Председатель приложил пальцы к козырьку фуражки.
— До свидания, Юрий Николаевич. Опять в поле. Полевые станы оборудуем. Когда с вами поедем?
— Как-нибудь, — неопределенно пообещал доктор. Он стоял, опираясь о стол. У него было очень усталое лицо.
Татаринцев ненадолго сходил домой и вечером опять пришел в больницу.
— Какой пульс? — спросил он Песковскую.
— Нитевидный.
— Грелки ставили?
— Да.
— Идите домой и отдохните.
— Но вы меня позовете, если ей станет хуже?
— Позову.
Он не успел снять пальто, как в кабинет вошла Пелагея Ильинична и недовольно сказала:
— Пришел он.
Доктор догадался, что пришел Белоусов.
— Просите его, пожалуйста, и приготовьте для больной горячий чай с вином.
Сестра открыла дверь и грубо позвала:
— Ну, иди…
В этот раз Белоусов явился щеголем — в коротких, гармошкой, сапогах, в кепке с длинным и широким козырьком. Все на нем было новенькое. Шаркая подошвами и развязно покачиваясь, Белоусов вошел в кабинет.
— Поговорить, доктор, надо, — фамильярно начал он.
— Давайте поговорим.
Пелагея Ильинична оставила их и, выходя, плотно закрыла дверь.
Минут через десять дверь кабинета с треском распахнулась, показалась спина Белоусова и послышался заикающийся, гневный голос Татаринцева.
— Покиньте не… не… немедленно больницу. И не смейте ко мне входить.
— Жаловаться буду, невинного человека подозреваете.
— Сестра! — беспомощно позвал доктор. — Вы… выведите его.
Но Пелагеи Ильиничны в комнате не было.
— Я уйду, уйду… А на тебя, доктор, управу найдем. Надел халат и задается.
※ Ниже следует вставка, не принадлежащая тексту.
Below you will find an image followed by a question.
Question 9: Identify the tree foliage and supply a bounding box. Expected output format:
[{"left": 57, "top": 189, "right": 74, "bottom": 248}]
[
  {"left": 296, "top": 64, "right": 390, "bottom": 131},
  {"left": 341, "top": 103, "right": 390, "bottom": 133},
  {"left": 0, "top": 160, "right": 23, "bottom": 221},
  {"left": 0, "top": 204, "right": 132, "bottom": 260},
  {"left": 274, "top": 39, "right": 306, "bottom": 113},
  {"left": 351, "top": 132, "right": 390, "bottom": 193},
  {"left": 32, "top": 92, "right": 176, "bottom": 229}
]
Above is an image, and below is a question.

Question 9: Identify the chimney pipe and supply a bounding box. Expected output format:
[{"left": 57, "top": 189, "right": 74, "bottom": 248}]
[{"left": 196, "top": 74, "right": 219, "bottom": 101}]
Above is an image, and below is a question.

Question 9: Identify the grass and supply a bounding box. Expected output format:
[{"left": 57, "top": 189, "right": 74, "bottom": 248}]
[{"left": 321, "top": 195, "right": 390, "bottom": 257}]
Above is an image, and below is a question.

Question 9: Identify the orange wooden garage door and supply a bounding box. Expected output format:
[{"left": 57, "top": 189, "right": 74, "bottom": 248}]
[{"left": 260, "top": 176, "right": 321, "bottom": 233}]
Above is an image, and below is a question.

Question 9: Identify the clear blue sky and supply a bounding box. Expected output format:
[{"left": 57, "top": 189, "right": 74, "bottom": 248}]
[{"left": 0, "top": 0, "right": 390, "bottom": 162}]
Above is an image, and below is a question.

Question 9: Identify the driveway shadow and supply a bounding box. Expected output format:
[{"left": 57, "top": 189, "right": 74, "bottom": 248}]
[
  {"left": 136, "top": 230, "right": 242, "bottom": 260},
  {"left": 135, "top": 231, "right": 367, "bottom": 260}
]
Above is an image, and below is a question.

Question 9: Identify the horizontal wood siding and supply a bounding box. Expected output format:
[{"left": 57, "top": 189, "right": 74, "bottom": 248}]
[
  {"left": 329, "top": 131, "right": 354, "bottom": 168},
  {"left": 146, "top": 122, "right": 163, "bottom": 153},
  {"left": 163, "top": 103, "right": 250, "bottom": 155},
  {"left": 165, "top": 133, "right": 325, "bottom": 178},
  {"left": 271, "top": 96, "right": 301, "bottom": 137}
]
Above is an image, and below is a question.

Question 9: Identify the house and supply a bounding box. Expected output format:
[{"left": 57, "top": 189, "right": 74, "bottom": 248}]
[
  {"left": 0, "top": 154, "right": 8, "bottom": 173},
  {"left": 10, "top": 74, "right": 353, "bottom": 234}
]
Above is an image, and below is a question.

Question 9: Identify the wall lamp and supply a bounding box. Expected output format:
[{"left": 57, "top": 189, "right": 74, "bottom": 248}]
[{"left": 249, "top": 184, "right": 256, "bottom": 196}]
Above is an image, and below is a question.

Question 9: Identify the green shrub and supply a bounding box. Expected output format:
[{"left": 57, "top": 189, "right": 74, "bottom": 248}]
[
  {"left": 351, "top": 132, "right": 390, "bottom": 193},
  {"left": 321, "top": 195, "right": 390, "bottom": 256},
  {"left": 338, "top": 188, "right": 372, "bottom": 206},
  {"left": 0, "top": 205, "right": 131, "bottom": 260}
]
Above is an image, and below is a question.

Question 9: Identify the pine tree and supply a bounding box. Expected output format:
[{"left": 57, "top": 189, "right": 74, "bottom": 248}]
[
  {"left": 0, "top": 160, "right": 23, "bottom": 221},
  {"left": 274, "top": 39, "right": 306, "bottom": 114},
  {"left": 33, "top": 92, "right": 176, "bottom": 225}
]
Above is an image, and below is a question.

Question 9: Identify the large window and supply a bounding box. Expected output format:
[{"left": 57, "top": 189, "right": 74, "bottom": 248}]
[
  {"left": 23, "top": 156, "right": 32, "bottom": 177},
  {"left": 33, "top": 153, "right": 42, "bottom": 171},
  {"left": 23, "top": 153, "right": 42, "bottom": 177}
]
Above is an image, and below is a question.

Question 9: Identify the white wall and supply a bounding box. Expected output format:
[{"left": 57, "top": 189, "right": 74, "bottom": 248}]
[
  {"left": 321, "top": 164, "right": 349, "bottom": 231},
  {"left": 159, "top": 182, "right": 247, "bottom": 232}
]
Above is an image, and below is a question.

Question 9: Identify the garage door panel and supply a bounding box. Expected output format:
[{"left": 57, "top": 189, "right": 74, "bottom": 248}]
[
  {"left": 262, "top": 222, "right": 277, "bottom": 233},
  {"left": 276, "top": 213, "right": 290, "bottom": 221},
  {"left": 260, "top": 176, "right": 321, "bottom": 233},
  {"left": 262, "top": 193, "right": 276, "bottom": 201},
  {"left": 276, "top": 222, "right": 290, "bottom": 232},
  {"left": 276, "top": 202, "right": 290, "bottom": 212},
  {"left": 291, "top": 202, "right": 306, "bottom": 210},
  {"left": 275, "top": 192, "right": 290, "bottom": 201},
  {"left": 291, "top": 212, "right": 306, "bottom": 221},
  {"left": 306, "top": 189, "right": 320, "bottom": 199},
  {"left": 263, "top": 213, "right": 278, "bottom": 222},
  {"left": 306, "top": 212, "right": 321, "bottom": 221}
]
— Вы пьяны, — поморщился доктор. — У… у… уходите!
В комнату быстро вошла Пелагея Ильинична.
— Идите скорее, — испуганно сказала она. — Опять началось. Ольгу Михайловну позвать?
— Подождите… Вот его выведите.
Доктор поспешно прошел в палату.
— Опять гамишь, — с презрением сказала Пелагея Ильинична.
Белоусов, сразу притихнув, растерянно смотрел на сестру.
— Ну, доктор сказал, что надо уйти — уходи.
— Что с ней, скажи?
— Потом узнаешь, а сейчас ступай. И к доктору больше не лезь. Слышишь, ты, гамон!
Белоусов пошел, но у двери опять остановился.
— Скажи, как она?
— Трезвый приходи, ишь буркалы-то налил.
Он наконец вышел.
В палате больной на столе стояла лампа под абажуром. Небольшой круг света падал на блестящий пол. Женщина была в тени. На ее сером лице резко выступили синюшные губы. Распрямленные руки лежали поверх одеяла. Выделялись темные кисти с короткими круглыми пальцами. Пелагея Ильинична осторожно поправила подушку. Больная открыла глаза.
— Я виновата сама… — едва слышно произнесла она. — Я знала, что так кончится.
— Все страшное прошло, — сказал доктор. — Вам будет лучше.
Женщина слабо покачала головой. Она закрыла глаза, глазные впадины быстро наполнились слезами, и в них, как в озерках, заблестели отражения лампы.
Доктор и сестра вышли из палаты.
— Прогнали его?
— Ушел.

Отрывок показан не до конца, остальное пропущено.